What you're working on:
gauges · journal · literature"]
        HS["💧 HydroSession
sessions/&lt;gauge&gt;.json

What was computed:
watershed · streamflow · signatures
geomorphic · model · notes"]
        RP -->|context for| PS
        PS -->|contains| HS
    end

    HS -->|appended to| RMD[".aihydrorules/research.md
auto-injected into
every conversation"]

Each tier survives VS Code restarts, new conversations, and weeks between sessions. The researcher never re-explains their context — it is always present.

MCP Communication Flow¶

sequenceDiagram
    participant R as Researcher
    participant LLM as AI Agent (LLM)
    participant MCP as aihydro-mcp
    participant API as USGS NLDI API
    participant DB as HydroSession

    R->>LLM: "Delineate the watershed for gauge 01031500"
    LLM->>MCP: tools/call delineate_watershed(gauge_id="01031500")
    MCP->>API: GET /linked-data/comid/position?coords=...
    API-->>MCP: GeoJSON watershed polygon
    MCP->>DB: session.set_slot("watershed", data, meta)
    DB-->>MCP: saved ✓
    MCP-->>LLM: {area_km2: 1247.3, perimeter_km: 198.6, ...}
    LLM-->>R: "Watershed delineated — 1,247 km², centroid 44.58°N..."
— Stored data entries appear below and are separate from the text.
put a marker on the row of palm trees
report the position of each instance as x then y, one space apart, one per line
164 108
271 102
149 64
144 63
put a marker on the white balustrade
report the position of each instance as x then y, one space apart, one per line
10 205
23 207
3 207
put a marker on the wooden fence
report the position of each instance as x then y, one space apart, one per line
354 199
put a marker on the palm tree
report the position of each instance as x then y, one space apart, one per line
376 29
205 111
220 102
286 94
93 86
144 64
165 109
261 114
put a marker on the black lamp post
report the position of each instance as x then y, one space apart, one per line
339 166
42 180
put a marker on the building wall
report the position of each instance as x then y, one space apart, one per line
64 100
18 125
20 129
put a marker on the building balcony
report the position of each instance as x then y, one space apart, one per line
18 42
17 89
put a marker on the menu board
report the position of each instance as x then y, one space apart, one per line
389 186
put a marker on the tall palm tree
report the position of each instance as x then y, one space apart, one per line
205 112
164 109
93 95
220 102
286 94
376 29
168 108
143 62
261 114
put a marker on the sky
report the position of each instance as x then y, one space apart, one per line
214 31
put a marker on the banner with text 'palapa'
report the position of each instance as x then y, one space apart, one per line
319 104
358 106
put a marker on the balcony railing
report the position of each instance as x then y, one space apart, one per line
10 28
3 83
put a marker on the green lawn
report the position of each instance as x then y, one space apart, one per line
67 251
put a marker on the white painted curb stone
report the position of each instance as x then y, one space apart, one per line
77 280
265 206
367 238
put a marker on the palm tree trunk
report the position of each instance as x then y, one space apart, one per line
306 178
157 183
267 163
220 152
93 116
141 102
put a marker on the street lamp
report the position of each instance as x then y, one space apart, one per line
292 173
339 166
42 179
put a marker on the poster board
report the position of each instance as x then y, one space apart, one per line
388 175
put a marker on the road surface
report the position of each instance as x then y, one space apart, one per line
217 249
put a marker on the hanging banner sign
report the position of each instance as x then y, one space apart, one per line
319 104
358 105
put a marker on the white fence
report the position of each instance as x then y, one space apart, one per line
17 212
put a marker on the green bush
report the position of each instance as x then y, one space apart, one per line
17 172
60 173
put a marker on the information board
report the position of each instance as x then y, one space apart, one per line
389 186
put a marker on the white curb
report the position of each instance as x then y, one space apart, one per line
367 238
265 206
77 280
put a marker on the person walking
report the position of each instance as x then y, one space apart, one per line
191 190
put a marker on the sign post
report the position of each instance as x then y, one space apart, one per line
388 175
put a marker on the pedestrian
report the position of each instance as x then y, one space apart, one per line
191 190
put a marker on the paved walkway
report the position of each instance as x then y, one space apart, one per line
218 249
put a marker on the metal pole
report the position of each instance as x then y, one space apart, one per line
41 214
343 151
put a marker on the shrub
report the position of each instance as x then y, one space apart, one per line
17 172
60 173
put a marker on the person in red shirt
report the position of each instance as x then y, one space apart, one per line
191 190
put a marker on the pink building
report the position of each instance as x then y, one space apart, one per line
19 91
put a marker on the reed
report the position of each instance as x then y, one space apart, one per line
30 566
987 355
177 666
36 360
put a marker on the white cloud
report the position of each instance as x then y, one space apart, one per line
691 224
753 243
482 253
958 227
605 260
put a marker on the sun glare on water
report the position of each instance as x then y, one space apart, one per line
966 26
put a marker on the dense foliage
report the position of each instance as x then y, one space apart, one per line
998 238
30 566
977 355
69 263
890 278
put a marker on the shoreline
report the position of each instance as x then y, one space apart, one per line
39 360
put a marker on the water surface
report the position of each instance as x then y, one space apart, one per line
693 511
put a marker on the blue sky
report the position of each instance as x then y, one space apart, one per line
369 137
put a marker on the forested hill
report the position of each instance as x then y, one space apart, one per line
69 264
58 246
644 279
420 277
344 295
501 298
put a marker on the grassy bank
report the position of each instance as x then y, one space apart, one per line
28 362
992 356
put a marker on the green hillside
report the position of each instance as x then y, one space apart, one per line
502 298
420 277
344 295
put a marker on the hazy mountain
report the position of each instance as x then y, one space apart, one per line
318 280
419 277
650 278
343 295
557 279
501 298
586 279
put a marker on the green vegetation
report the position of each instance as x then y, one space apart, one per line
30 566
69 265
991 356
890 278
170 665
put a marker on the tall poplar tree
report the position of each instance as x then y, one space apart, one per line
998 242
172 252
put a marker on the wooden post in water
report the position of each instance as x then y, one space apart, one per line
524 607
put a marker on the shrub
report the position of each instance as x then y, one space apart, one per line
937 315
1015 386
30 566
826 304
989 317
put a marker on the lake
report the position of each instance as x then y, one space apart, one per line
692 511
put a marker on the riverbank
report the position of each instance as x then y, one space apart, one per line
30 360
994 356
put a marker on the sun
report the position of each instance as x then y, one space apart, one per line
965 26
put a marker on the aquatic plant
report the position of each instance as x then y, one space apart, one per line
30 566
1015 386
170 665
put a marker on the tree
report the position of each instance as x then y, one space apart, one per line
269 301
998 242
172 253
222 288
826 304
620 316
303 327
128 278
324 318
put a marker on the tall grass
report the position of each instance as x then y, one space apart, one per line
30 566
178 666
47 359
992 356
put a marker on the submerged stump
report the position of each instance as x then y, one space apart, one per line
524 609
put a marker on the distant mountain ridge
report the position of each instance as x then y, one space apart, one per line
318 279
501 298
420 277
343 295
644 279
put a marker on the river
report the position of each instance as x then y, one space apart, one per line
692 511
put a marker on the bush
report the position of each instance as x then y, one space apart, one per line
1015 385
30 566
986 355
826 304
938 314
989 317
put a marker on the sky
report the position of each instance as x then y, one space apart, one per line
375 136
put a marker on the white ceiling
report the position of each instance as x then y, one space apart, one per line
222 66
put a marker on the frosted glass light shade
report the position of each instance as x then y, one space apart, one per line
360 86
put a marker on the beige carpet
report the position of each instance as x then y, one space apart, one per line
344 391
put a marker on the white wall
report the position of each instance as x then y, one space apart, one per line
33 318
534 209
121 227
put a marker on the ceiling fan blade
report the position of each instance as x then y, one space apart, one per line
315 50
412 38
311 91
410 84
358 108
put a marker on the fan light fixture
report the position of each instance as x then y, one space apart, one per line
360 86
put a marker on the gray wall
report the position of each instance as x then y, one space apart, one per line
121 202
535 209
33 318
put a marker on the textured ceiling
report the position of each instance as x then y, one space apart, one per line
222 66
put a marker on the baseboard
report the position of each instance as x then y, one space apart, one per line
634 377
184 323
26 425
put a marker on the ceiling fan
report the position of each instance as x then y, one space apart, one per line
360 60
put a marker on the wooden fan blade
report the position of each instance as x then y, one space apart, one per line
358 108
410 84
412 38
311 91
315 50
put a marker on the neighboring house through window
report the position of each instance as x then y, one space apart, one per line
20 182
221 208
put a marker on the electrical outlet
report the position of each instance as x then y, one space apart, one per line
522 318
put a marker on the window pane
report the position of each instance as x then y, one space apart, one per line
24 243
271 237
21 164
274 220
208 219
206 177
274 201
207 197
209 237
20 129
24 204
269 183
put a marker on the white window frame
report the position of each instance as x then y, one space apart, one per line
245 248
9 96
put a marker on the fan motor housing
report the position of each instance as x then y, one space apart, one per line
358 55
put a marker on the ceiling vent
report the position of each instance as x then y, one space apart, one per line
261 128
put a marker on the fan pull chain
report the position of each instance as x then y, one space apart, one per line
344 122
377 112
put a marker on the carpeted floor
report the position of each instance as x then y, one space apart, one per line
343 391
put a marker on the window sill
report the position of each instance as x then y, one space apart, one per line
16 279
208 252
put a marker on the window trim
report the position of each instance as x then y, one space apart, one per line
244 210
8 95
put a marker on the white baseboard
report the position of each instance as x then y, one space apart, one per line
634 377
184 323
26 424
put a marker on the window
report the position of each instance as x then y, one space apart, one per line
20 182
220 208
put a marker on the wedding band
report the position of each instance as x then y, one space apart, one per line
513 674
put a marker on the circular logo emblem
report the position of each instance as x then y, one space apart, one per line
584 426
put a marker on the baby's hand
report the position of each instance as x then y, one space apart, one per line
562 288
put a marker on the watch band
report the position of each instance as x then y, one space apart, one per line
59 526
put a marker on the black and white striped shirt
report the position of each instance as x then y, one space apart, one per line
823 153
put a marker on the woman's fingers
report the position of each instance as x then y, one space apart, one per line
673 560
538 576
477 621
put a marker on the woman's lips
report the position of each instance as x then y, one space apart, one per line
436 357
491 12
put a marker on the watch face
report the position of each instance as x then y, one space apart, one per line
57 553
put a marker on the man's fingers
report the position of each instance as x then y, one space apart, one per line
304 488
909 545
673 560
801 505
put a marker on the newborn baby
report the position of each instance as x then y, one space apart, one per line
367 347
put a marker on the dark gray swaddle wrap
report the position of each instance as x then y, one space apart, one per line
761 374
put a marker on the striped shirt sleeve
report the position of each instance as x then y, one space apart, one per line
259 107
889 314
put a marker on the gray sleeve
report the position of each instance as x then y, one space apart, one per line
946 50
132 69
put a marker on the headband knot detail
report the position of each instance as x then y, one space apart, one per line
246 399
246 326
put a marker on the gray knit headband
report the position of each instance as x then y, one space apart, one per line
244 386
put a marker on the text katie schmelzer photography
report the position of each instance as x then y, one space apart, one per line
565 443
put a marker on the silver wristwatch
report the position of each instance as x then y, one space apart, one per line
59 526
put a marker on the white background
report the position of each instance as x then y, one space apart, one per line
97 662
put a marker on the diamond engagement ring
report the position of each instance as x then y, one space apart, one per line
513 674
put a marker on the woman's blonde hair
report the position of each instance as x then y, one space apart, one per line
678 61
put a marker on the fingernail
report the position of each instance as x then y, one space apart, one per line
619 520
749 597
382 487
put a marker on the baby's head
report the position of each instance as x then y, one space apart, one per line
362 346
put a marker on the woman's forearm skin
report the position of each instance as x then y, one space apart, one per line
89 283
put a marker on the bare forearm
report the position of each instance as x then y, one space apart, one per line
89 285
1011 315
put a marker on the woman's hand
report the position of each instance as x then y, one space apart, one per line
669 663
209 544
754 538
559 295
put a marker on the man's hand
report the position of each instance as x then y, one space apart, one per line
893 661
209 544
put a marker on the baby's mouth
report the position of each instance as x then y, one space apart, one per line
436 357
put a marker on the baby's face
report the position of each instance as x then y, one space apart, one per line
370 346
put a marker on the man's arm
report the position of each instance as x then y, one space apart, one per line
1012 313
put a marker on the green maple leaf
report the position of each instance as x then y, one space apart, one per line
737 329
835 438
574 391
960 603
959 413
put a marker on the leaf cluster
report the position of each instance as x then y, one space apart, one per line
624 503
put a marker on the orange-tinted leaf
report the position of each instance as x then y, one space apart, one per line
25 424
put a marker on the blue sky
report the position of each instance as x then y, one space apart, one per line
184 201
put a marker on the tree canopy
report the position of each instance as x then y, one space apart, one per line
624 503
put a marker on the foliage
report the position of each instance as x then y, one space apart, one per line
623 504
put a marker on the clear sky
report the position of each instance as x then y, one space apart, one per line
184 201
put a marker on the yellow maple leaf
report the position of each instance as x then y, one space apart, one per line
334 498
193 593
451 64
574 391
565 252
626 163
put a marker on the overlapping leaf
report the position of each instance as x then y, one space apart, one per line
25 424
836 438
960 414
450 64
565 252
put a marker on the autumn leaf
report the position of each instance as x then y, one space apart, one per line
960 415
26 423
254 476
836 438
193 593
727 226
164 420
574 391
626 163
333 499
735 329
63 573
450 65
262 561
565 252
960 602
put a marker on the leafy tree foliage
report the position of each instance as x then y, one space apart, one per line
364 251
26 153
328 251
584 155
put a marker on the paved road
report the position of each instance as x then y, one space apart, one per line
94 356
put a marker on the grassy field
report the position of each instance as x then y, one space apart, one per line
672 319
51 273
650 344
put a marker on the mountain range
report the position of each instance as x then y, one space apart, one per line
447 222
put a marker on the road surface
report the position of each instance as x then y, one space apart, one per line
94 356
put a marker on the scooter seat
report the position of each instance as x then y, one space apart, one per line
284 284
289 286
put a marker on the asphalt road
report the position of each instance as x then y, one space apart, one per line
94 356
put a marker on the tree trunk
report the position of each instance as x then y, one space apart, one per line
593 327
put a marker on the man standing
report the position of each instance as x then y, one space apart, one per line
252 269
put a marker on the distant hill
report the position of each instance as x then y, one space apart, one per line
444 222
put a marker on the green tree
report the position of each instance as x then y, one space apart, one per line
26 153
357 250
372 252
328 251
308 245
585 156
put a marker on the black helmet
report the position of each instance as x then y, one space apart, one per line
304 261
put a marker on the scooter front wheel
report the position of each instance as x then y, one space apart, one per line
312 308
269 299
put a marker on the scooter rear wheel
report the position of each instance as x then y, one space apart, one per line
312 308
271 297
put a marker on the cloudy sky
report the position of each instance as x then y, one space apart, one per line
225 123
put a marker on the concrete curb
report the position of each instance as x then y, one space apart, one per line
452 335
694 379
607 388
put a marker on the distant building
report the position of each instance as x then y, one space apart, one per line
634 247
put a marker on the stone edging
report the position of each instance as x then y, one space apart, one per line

Layer 1 — VS Code Extension¶

Language: TypeScript
Lineage: Built on top of the open-source Cline base (Apache 2.0), then specialized for hydrological and earth science research workflows

Responsibilities: - Renders the chat interface and tool call log - Manages AI provider connections and API keys - Acts as an MCP client — sends tool call requests, receives results - Handles file reads/writes and terminal execution for standalone scripts - Auto-registers the ai-hydro MCP server on activation

When no tool exists for a task, the agent writes a standalone Python script and executes it via the integrated terminal — combining the reliability of structured tools with the flexibility of the full Python ecosystem.

Layer 2 — MCP Server¶

Language: Python
Framework: FastMCP
Protocol: Model Context Protocol (JSON-RPC over stdio)

python/ai_hydro/mcp/
├── app.py             — FastMCP singleton + agent instructions
├── __init__.py        — imports all tool modules (triggers registration)
├── tools_analysis.py  — analysis tools
├── tools_session.py   — session tools
├── tools_modelling.py — modelling tools
├── tools_project.py   — project/literature/persona tools
├── tools_docs.py      — version helpers
├── helpers.py         — shared validation, caching, session utilities
└── registry.py        — entry-point plugin discovery

Tool registration happens at import time via @mcp.tool() decorators. Plugin discovery scans aihydro.tools entry points and registers community tools automatically.

Layer 3 — Python Backend¶

Package: aihydro-tools (PyPI)

Data retrieval¶

Module	Source
`data/streamflow.py`	USGS NWIS
`data/forcing.py`	GridMET
`data/landcover.py`	NLCD
`data/soil.py`	POLARIS

Analysis¶

Module	What
`analysis/watershed.py`	NHDPlus delineation
`analysis/signatures.py`	Flow statistics
`analysis/twi.py`	Terrain analysis
`analysis/geomorphic.py`	Basin morphometry
`analysis/curve_number.py`	CN grid

Session persistence¶

Class	Storage
`HydroSession`	`~/.aihydro/sessions/<gauge>.json`
`ProjectSession`	`~/.aihydro/projects/<name>/project.json`
`ResearcherProfile`	`~/.aihydro/researcher.json`

Dependency Management¶

Heavy dependencies are lazy-loaded — the server starts successfully even if only the [data] extra is installed:

try:
    import geopandas as gpd
    import pynhd
    _GEO_AVAILABLE = True
except ImportError:
    _GEO_AVAILABLE = False

def delineate_watershed(gauge_id: str) -> dict:
    if not _GEO_AVAILABLE:
        return {"error": "Install aihydro-tools[analysis] for watershed tools."}
    # ... proceed ...

Tools return informative errors for missing extras rather than crashing the server.